Employers can pay employees a per diem allowance as compensation for the expenses incurred whilst on a business trip. This can include expenses regarding meals and lodging for example.
In principle, such a per diem allowance should be included in the taxable income of an employee. However, the allowance can be excluded from the employee’s taxable income if all of the following conditions set by the CRA are met. There are however no defined maximum amounts as we often see in other countries such as the USA.
The per diem allowance is not considered taxable income if all the following requirements apply:
- The employee travels away from the workplace: The employee travels away from the municipality and the metropolitan area of the workplace, which is where the employer’s establishment is located and where the employee ordinarily works or reports. An employer may provide a tax-exempt allowance for an employee travelling within that municipality or metropolitan area in case the purpose is to perform their duties more efficiently during a work shift.

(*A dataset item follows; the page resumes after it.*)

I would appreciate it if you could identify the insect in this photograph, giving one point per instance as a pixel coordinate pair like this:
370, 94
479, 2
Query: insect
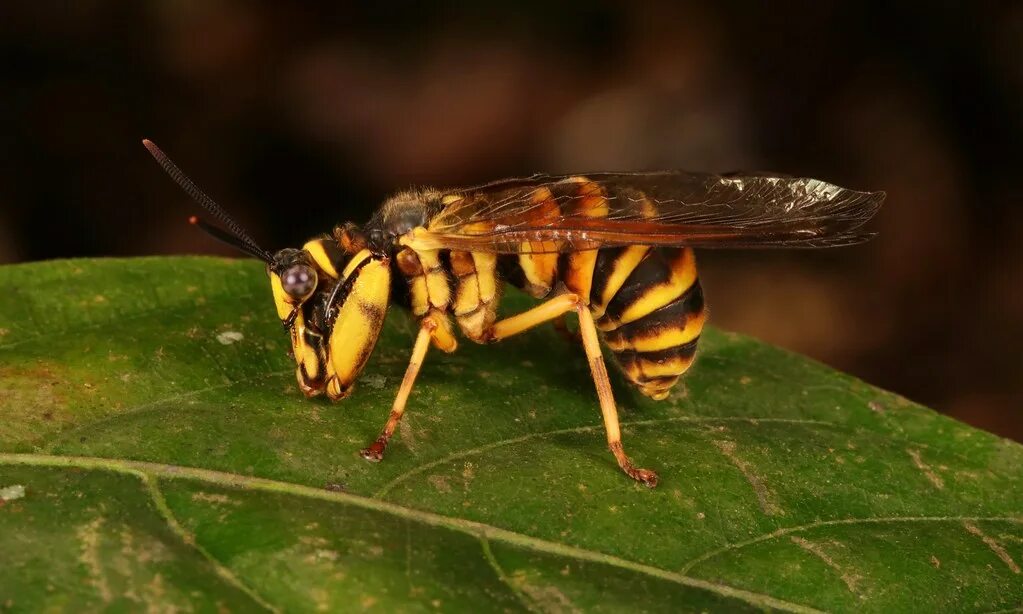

- The allowance is reasonable: The CRA considers a value of up to $23 for the meal portion of the travel allowance to be reasonable. In general, whether a per diem allowance for travel expenses is reasonable is a question of fact. An employer should pay a per diem allowance based on the reasonable expenses they would expect their employee to incur during a business trip.
- The employee is the primary beneficiary of the allowance.
- The allowance is not an additional form of remuneration.
The CRA provides some examples where a per diem allowance is considered taxable or non-taxable on their website.
For part-time employees, salespersons and clergy, there are specific rules regarding the taxability of travel allowances covering meals and lodging. You can find more information about these specific types of employees on CRA’s website.